Miuw: You’ve urged several times now, very eloquently, that we consider the effects of torture on a society that sanctions it. This is an unanswerable argument against the practices of the Bush (or Giuliani) administration. I hope you don’t imagine I’m defending anything like that? Remember how restrictive the hypothetical is: a very good chance of avoiding an almost inconceivable horror by torturing one of the suspected perpetrators. This may be too improbable to serve as a useful guide to policy, but it’s surely too improbable to serve as a justification for a barbarous policy.

I agree with Sebastian and Tracy about how to guard against abuse of even an extremely limited power to torture.

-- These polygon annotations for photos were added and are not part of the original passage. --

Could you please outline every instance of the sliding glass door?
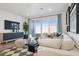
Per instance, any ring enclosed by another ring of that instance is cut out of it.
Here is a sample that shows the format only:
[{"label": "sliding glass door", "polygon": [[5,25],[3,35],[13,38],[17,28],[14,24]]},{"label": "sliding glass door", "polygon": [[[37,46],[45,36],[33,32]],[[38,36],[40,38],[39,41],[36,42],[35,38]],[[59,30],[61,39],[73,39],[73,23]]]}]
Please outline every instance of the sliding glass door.
[{"label": "sliding glass door", "polygon": [[57,32],[57,16],[39,18],[33,21],[35,34]]}]

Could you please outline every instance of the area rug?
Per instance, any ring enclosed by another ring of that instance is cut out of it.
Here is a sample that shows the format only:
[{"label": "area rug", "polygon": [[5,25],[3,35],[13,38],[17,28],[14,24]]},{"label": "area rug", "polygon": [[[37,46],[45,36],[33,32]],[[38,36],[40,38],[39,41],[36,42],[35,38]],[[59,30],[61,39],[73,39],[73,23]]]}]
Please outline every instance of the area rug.
[{"label": "area rug", "polygon": [[33,56],[32,52],[27,51],[27,48],[8,48],[0,51],[0,56]]}]

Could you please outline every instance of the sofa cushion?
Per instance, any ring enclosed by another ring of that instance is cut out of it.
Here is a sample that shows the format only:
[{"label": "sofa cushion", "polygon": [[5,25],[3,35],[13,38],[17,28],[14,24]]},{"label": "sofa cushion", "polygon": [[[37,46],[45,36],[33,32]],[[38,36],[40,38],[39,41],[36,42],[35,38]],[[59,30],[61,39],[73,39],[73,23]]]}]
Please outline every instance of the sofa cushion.
[{"label": "sofa cushion", "polygon": [[38,43],[41,46],[46,46],[46,47],[51,47],[51,48],[60,48],[62,39],[50,39],[50,38],[38,39]]}]

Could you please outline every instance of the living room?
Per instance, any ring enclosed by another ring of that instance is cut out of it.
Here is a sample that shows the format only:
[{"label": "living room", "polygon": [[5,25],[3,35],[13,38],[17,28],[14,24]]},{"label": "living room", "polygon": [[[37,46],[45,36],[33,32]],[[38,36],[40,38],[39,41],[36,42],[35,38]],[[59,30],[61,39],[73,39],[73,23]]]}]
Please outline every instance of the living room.
[{"label": "living room", "polygon": [[78,3],[0,3],[0,56],[79,56],[78,9]]}]

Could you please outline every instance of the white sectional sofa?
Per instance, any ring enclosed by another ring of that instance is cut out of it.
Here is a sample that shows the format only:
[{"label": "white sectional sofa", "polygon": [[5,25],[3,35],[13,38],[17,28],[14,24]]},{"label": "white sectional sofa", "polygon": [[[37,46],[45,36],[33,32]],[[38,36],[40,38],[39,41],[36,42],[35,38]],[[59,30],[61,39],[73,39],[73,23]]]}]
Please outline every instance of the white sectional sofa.
[{"label": "white sectional sofa", "polygon": [[51,48],[57,48],[57,49],[61,48],[64,50],[73,49],[74,41],[66,34],[63,34],[63,35],[64,35],[63,39],[47,38],[47,37],[39,38],[38,43],[41,46],[46,46]]},{"label": "white sectional sofa", "polygon": [[79,56],[79,50],[75,47],[75,42],[68,35],[63,35],[63,39],[39,38],[40,46],[35,56]]},{"label": "white sectional sofa", "polygon": [[75,46],[79,49],[79,34],[68,32],[68,35],[74,40]]}]

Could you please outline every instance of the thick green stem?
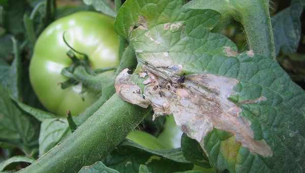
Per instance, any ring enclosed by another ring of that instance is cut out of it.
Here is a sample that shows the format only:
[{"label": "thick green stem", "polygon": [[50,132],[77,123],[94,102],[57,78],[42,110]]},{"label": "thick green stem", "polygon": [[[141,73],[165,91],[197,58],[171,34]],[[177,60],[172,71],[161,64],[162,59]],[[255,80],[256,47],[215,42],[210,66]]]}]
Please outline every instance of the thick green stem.
[{"label": "thick green stem", "polygon": [[242,1],[236,3],[235,7],[239,16],[237,20],[243,26],[249,48],[255,53],[275,60],[276,48],[268,1]]},{"label": "thick green stem", "polygon": [[77,172],[109,154],[149,111],[115,94],[71,135],[20,172]]},{"label": "thick green stem", "polygon": [[249,48],[254,53],[275,59],[273,32],[268,0],[193,0],[185,6],[193,9],[210,9],[222,15],[220,32],[233,19],[243,26]]}]

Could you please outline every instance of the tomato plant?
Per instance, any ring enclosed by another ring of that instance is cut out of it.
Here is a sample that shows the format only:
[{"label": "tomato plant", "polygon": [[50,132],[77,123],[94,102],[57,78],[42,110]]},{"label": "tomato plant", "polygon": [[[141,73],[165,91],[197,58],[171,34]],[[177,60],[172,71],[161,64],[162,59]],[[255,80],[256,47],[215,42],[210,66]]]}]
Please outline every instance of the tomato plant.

Roy Belmont 11.09.07 at 9:13 pm

The logic behind primate research is the logic behind torturing prisoners, with exigencies and pertinence elaborated and made clear because of the subject matter. Refined, made precise, made so rare as to be like a jewel in a case, it is still the same logic. What it lacks is unlegislatable – the recognition that some actions strip away the human. Since what it means to be human is nice and nebulous, and subjective, the inhumans have the argument pretty well sewn up. As well as the go-ahead, because even their most adamant opponents have no way to stop them.
That same logic will lead, quite soon, to the clearly necessary consumption of human surplus meat, by humans. The supply is burgeoning, and most of it now is destroyed as waste, however sentimentally.
The prospect of mindlessly-gratifying overweight children scarfing down pizzas and burgers made from the newly-deceased may still seem absurd and tangential at present, but this entire conversation would have seemed exactly so thirty years ago.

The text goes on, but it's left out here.